Rodríguez encendió el auto y salió a toda velocidad del lugar. Momentos antes se sentía seguro, todo lo que deseaba era su amante y el dinero robado. Ahora en su mente la imagen de sus hijos llegaba para sembrar el temor. Los del cártel podrían hacer daño a su familia en venganza. El silencio demostró el temor que sentían cuando conducían de regreso. Sabían que no tenían otra posibilidad que huir y esperar iniciar otra vida en algún lugar, y que Dios cuidara a sus familias.
Fragmento 4
El siguiente fragmento es de una novela que trata de narrar la vida de las personas involucradas en la guerra del narco que en este momento se libra en todo el mundo, pero que lleva años con mucha intensidad en México.
— ¡Mataron a mi esposo esta madrugada!
Era chaparrita, morena, un poco regordeta y bella. Una buena persona, no se merecía lo que estaba viviendo.

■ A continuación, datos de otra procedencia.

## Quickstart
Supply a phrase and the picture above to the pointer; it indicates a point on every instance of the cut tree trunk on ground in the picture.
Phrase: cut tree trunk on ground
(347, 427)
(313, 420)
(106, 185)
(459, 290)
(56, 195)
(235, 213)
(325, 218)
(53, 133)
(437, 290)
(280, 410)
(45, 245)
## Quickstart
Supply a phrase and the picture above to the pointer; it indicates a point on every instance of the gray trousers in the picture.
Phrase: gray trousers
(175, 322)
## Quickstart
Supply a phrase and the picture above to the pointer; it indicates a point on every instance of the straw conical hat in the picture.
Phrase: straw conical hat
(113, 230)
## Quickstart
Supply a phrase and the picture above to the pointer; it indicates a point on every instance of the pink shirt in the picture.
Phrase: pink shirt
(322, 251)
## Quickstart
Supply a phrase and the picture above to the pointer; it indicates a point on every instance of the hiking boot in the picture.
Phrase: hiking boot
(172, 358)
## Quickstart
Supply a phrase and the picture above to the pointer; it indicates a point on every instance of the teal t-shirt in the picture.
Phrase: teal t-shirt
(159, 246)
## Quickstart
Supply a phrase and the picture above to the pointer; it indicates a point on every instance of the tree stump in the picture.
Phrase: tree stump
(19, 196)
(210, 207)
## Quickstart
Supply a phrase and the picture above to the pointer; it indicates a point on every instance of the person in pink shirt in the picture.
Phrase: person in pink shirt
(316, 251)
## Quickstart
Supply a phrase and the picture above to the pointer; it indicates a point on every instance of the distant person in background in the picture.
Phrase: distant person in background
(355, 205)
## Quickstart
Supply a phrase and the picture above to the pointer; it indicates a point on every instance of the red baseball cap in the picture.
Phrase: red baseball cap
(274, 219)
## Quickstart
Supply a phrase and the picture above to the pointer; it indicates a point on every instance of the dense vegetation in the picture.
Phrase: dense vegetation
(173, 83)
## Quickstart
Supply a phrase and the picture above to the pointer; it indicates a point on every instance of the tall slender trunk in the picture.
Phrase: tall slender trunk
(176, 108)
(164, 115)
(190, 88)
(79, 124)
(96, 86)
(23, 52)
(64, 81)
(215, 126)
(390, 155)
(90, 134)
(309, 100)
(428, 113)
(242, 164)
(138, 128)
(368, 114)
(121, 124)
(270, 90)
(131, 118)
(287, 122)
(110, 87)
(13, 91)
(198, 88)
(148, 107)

— ¡Lo traicionaron sus propios compañeros!—dijo furiosa.
Mi mente se detuvo, tardé un momento en aceptarlo. Lo imaginé en el instante de su muerte: Atrapado; acosado por supuestos amigos y sinceros enemigos; peleando con rabia, no por su vida, sino por la libertad de su mundo interior. Después, vencido, vi su cuerpo de cristal boca arriba, de sus venas rotas manaba fuego puro que penetraba en la tierra para esperar el próximo advenimiento. Sus esfuerzos murieron con él, más su silencio se impondría, yo me encargaría de eso.